You would start with $27,000, and add the cost of any improvements that were NOT replaced.  For example, if you paid $1000 for a new roof in the 1970's, and then you replaced the roof again in the 1990's for $5,000, you would only add the 'newest' improvement (the roof for $5000).

The most common improvements include roof, furnace, central AC, remodeling, additions, etc..
fredifizzx
New Member

We have converted our home that we lived in to rental property in 2016. We are in California on P. 13 so the values on our tax bill are low. Do we use fair market value?

Thanks.  If that is the case then the cost basis will be close to what is reported on our tax bill.
TaxGuyBill
Level 9

We have converted our home that we lived in to rental property in 2016. We are in California on P. 13 so the values on our tax bill are low. Do we use fair market value?

I should also ask this:  Is your wife still alive?  Was it ONLY ever owned by you and/or your wife (or were there former spouses involved)?


Are you planning on selling the property in the next couple of years?  If not, be aware that you will no longer qualify for the $250,000 ($500,000 on a Joint tax return) tax exclusion when it is sold.
fredifizzx
New Member

We have converted our home that we lived in to rental property in 2016. We are in California on P. 13 so the values on our tax bill are low.
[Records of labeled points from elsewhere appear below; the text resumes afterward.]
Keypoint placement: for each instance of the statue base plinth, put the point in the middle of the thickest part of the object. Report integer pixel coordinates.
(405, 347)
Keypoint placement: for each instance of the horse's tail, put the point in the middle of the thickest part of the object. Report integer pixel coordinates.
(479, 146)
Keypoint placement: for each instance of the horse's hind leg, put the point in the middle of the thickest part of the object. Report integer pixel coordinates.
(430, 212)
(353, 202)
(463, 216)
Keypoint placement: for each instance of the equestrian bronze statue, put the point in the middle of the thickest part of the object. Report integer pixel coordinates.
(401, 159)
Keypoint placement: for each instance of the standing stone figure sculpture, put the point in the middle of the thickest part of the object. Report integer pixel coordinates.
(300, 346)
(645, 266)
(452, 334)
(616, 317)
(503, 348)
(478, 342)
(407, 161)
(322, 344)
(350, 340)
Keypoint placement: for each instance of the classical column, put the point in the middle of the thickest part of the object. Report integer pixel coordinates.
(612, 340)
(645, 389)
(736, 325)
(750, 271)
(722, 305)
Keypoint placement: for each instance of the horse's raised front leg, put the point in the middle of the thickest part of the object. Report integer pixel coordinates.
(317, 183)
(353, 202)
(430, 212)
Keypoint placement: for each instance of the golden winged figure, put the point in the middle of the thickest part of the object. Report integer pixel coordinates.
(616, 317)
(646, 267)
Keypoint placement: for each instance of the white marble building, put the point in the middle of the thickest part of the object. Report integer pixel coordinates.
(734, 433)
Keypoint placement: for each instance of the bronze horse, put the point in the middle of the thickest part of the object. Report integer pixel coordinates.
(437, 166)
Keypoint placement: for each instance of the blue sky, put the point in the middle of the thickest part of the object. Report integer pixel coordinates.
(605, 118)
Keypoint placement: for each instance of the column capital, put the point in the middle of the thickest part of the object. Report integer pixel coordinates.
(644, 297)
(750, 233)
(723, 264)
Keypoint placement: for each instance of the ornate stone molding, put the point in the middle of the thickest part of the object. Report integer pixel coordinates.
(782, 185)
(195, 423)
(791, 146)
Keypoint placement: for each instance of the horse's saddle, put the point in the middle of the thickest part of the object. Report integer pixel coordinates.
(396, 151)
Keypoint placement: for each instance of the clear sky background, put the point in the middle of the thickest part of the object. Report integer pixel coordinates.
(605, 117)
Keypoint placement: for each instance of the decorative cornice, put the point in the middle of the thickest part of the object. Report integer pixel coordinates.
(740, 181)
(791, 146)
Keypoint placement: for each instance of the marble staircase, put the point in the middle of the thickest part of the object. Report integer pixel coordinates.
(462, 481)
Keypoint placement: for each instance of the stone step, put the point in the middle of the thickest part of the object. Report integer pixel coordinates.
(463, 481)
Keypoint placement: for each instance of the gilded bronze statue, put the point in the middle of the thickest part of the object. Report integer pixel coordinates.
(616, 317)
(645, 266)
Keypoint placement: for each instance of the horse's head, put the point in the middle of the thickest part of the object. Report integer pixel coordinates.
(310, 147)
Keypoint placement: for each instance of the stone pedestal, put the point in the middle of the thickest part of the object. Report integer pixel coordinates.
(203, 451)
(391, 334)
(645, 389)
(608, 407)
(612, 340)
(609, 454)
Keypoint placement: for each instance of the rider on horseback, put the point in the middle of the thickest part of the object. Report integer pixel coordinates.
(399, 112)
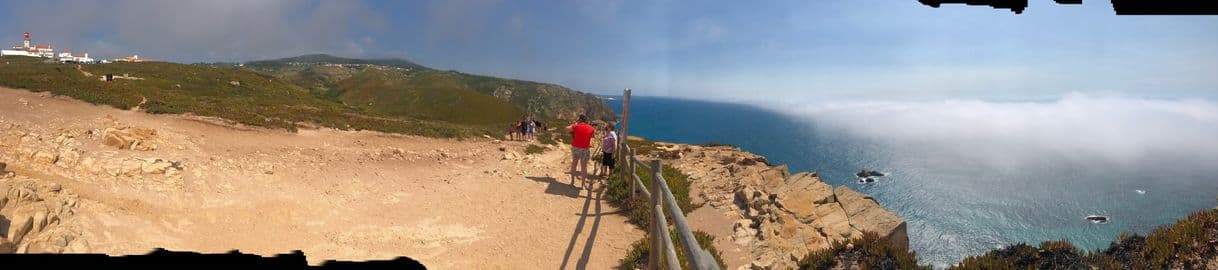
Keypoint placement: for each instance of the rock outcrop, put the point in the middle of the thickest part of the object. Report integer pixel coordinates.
(781, 217)
(38, 215)
(141, 139)
(68, 153)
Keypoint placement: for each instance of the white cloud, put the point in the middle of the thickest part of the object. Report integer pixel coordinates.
(1115, 130)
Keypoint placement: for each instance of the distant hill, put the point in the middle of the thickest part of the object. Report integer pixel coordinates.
(320, 58)
(407, 89)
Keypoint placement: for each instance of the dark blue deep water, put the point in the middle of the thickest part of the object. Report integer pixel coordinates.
(954, 206)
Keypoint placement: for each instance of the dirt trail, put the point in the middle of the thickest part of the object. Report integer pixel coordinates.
(334, 195)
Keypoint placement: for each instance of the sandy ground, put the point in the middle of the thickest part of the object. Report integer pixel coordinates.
(334, 195)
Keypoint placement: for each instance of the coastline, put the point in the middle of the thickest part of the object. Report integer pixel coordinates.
(763, 215)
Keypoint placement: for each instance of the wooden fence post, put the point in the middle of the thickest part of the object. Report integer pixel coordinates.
(657, 231)
(621, 140)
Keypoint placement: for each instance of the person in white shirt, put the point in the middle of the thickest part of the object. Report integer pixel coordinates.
(608, 146)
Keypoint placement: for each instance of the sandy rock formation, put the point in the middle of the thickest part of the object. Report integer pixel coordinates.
(39, 218)
(141, 139)
(780, 217)
(63, 153)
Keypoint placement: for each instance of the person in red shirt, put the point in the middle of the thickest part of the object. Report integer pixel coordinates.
(581, 140)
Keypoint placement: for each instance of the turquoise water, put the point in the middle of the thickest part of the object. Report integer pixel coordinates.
(955, 203)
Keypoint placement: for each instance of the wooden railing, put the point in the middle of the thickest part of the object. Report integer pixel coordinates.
(659, 198)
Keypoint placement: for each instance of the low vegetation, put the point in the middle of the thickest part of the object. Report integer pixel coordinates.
(640, 214)
(381, 95)
(640, 251)
(1190, 243)
(870, 252)
(642, 146)
(402, 88)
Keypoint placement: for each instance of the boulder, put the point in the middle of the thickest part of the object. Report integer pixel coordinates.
(803, 193)
(18, 226)
(45, 158)
(867, 215)
(130, 138)
(743, 232)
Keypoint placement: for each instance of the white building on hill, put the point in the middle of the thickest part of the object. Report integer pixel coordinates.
(26, 49)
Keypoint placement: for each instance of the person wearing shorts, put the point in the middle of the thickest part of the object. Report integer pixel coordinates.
(532, 129)
(607, 148)
(581, 140)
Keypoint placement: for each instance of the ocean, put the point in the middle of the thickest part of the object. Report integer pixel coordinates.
(973, 176)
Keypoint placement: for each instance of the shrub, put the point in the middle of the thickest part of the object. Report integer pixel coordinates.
(870, 252)
(640, 214)
(636, 257)
(1189, 243)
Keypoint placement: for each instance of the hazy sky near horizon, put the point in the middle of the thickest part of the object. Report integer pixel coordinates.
(788, 51)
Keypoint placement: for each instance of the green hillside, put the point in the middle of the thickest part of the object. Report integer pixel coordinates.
(406, 89)
(236, 95)
(384, 95)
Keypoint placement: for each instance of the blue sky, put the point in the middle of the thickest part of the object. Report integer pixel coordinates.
(718, 50)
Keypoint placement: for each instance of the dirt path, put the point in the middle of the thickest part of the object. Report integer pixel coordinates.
(334, 195)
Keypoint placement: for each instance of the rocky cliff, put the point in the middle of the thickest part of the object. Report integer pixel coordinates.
(780, 217)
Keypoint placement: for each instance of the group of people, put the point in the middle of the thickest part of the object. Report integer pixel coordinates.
(525, 129)
(582, 133)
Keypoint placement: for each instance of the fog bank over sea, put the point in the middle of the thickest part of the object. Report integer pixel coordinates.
(972, 175)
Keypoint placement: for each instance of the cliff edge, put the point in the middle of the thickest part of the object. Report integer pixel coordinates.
(778, 217)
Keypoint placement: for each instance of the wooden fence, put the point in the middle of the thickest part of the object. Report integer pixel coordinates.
(659, 198)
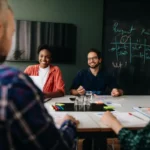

Do we use fair market value?

Wife is still alive.  She had a former spouse.  We were married in 1991 and we both have owned the house since then.  Was planning to sell but might just keep renting it as this looks like it might be a good way to reduce taxes.  We just bought another house in N. California that we now live in.
TaxGuyBill
Level 9

We have converted our home that we lived in to rental property in 2016. We are in California on P. 13 so the values on our tax bill are low. Do we use fair market value?

Did your wife get a divorce from her former spouse, or did the spouse die?  If he died, that changes things.
fredifizzx
New Member

We have converted our home that we lived in to rental property in 2016. We are in California on P. 13 so the values on our tax bill are low. Do we use fair market value?

Divorce.
TaxGuyBill
Level 9

We have converted our home that we lived in to rental property in 2016. We are in California on P. 13 so the values on our tax bill are low. Do we use fair market value?

Okay, then my original answer stands.
fredifizzx
New Member

We have converted our home that we lived in to rental property in 2016. We are in California on P. 13 so the values on our tax bill are low. Do we use fair market value?

Thanks again.  I'm just going to use what is reported on our property tax bill for cost basis.  It works out OK as we get a refund instead of having to pay.